First, as shown in FIG. 1(a), a window of a predetermined size is formed in a silicon oxide film 2 of a predetermined thickness on an n-type silicon substrate 1 with a high specific resistance of 100Ω1 or more, and an n-type After forming the low resistance layer 3, a silicon oxide film, a nitride film 4, etc. is formed on the entire surface.

Next, as shown in FIG. 1(b), the high-resistance substrate 1 is polished to a thickness of 50 MIIz to 10 GHz to obtain the desired Rd characteristics by means such as polishing and etching.
(in the case of attenuators, AGCs, and switches, the thickness is about 100 to 150 μm), and then a low-resistance polycrystalline silicon 5 doped with As or the like is formed to a thickness of about 100 to 150 μm.

Next, as shown in FIG. 1(c), the wafer on which the polycrystalline silicon 5 has been formed is heat treated to form an n-type low resistance layer 6.

Next, as shown in FIG. 1(d), a window 7 is formed in the silicon oxide film, nitride film, etc. on the ρ-shaped paper resistance layer 3, and an electrode Ii8 is formed of a predetermined metal.

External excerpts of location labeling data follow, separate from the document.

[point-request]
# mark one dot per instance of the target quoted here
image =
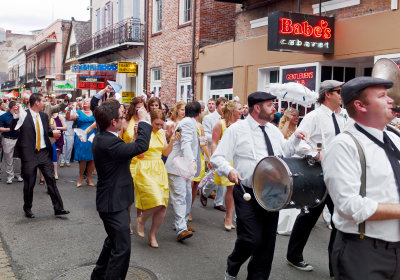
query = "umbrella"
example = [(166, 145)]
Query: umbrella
[(294, 93)]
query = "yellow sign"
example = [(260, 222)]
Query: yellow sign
[(127, 67), (127, 96)]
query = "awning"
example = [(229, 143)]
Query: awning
[(44, 44)]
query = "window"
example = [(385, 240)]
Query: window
[(98, 20), (109, 13), (157, 16), (155, 82), (338, 73), (184, 82), (185, 11), (120, 10), (222, 82), (72, 51)]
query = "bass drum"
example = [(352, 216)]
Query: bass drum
[(283, 183)]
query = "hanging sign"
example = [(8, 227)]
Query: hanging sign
[(300, 32), (127, 67), (302, 75), (91, 82)]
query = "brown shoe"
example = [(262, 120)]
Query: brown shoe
[(203, 199), (184, 235), (220, 208)]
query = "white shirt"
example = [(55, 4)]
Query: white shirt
[(342, 172), (244, 142), (319, 128), (208, 124), (42, 143)]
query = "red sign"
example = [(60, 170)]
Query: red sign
[(91, 82), (300, 32)]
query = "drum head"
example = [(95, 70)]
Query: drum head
[(271, 183)]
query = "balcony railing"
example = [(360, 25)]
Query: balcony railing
[(31, 76), (8, 85), (22, 79), (42, 72), (129, 30)]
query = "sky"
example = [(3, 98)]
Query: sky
[(23, 16)]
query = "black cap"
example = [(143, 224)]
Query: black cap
[(354, 87), (259, 96)]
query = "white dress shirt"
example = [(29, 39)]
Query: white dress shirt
[(42, 143), (319, 128), (342, 172), (244, 142), (209, 122)]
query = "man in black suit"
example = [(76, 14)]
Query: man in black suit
[(35, 150), (112, 158)]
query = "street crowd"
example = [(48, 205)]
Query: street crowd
[(154, 156)]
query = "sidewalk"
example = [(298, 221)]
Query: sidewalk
[(6, 272)]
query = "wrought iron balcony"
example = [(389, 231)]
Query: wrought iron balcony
[(22, 79), (42, 72), (122, 33), (31, 76), (8, 85)]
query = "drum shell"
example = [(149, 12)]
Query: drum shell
[(298, 183), (308, 184)]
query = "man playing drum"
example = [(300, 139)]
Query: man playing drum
[(321, 126), (256, 228), (367, 212)]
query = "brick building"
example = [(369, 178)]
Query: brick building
[(362, 34), (177, 32)]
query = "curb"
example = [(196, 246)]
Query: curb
[(6, 272)]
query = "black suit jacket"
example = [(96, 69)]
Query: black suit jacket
[(26, 143), (112, 158)]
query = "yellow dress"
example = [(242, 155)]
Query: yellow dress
[(222, 181), (151, 178), (127, 138), (203, 162)]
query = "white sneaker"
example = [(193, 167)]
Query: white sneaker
[(229, 277), (19, 178)]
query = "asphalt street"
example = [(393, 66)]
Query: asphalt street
[(47, 246)]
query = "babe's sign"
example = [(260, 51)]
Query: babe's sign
[(300, 32)]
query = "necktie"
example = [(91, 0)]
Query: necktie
[(394, 162), (267, 141), (337, 129), (37, 133)]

Hereinafter, this embodiment is completed by E.

〔Effect of the invention〕

As explained above, the present invention can obtain good high-frequency characteristics by using a high-resistance substrate for the i-layer of the PIN diode. This can be improved by forming polycrystalline silicon immediately after thinning the high resistivity.

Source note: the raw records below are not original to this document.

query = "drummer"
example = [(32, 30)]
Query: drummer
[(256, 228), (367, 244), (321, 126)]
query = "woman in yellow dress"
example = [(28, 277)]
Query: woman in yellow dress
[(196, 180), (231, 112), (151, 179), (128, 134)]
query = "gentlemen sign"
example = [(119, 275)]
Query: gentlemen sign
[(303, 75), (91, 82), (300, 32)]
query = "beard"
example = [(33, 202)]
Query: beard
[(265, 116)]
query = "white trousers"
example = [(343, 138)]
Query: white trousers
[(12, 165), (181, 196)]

[Brief explanation of drawings]

FIGS. 1(a) to 1((1) are cross-sectional views of a chip shown in the order of steps for explaining an embodiment of the present invention.) High resistivity silicon substrate, 2... Silicon oxide film, 3... N-type low resistance diffusion layer, 4... Silicon oxide film or nitride film, 5...^S-doped polycrystalline silicon, 6
... n-type low resistance diffusion layer, 7... window for electrode, 8...
・Metal electrode.

Claims (1)

[Claims] A low resistance layer having a predetermined size is formed on one surface of a high resistivity silicon substrate having a predetermined thickness by using means such as diffusion,
After finishing the silicon substrate to a predetermined thickness using polishing etching or other means, low-resistance polycrystalline silicon having a conductivity type opposite to that of the low-resistance layer is formed, and after heat treatment, both low-resistance layers are A method for manufacturing a PIN diode, characterized in that an electrode is formed of a predetermined metal.